# [SOLVED] DirectX problems with Rome Total War



## jayzinho (Oct 26, 2007)

Hi, i'm not great with computers, but i've been trying to install a game on my laptop - Rome Total War.

I've installed the game but when i tried to start it i got an error message that DirectX 9 had not been detected, and that it needed to be installed.

so i went and installed it, but it still didn't work. I saw a different help idea that said i should try going to control panel and then to add/remove programs to uninstall and then reinstall directx, but it wasnt on the list.

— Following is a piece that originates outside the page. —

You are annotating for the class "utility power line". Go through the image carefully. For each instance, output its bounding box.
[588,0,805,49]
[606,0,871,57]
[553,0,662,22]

So then i saw another help idea that said i should look at the dxdiag thing and check the correct version of directx was installed, and it was listed there on the system tab. i clicked on the DirectX tab and it said No Problems Found.

Now i am stuck and i have absolutely no idea what to do or where to turn. Can anyone help me?


----------



## pharoah (Aug 28, 2006)

*Re: DirectX problems with Rome Total War*

no direct x integrates into the system no add/remove for it.laptop you say what kind of laptop is it?what are its specs?


----------



## jayzinho (Oct 26, 2007)

*Re: DirectX problems with Rome Total War*

It's an Advent laptop. Here are the specs.....

Windows: Windows XP5.1 (Build 2600) Service Pack 2
Internet Explorer: 7.0.5730.11
Memory (RAM): 480 MB
CPU: Mobile Intel(R) Pentium(R) 4 CPU 2.80GHz
CPU Speed: 2799.2 MHz
Sound card: C-Media USB Headphone Set 
Display Adapters: | NetMeeting driver | RDPDD Chained DD
Screen Resolution: 1024 X 768 - 32 bit
: 
Network Adapters: NETGEAR WG511 54 Mbps Wireless PC Card - Packet Scheduler Miniport | SiS 900-Based PCI Fast Ethernet Adapter - Packet Scheduler Miniport
CD / DVD Drives: D: QSI CDRW/DVD SBW-242
: 
COM Ports: 
LPT Ports: LPT1
Mouse: 3 Button Wheel Mouse Present
Hard Disks: C: 37.3GB
Hard Disks - Free: C: 15.2GB
USB Controllers: 3 host controllers.
Firewire (1394): Not Detected
: 
Manufacturer: Insyde Software
Product Make: MID2020
: 
AC Power Status: OnLine
BIOS Info: ATAT COMPATIBLE 101603 INSYDE 1
Time Zone: GMT Standard Time
Battery: High
Motherboard: MEDIONNB MID2020
Modem: Not detected


----------



## jayzinho (Oct 26, 2007)

*Re: DirectX problems with Rome Total War*

Someone told me that i should uninstall then reinstall service pack 2. would this help?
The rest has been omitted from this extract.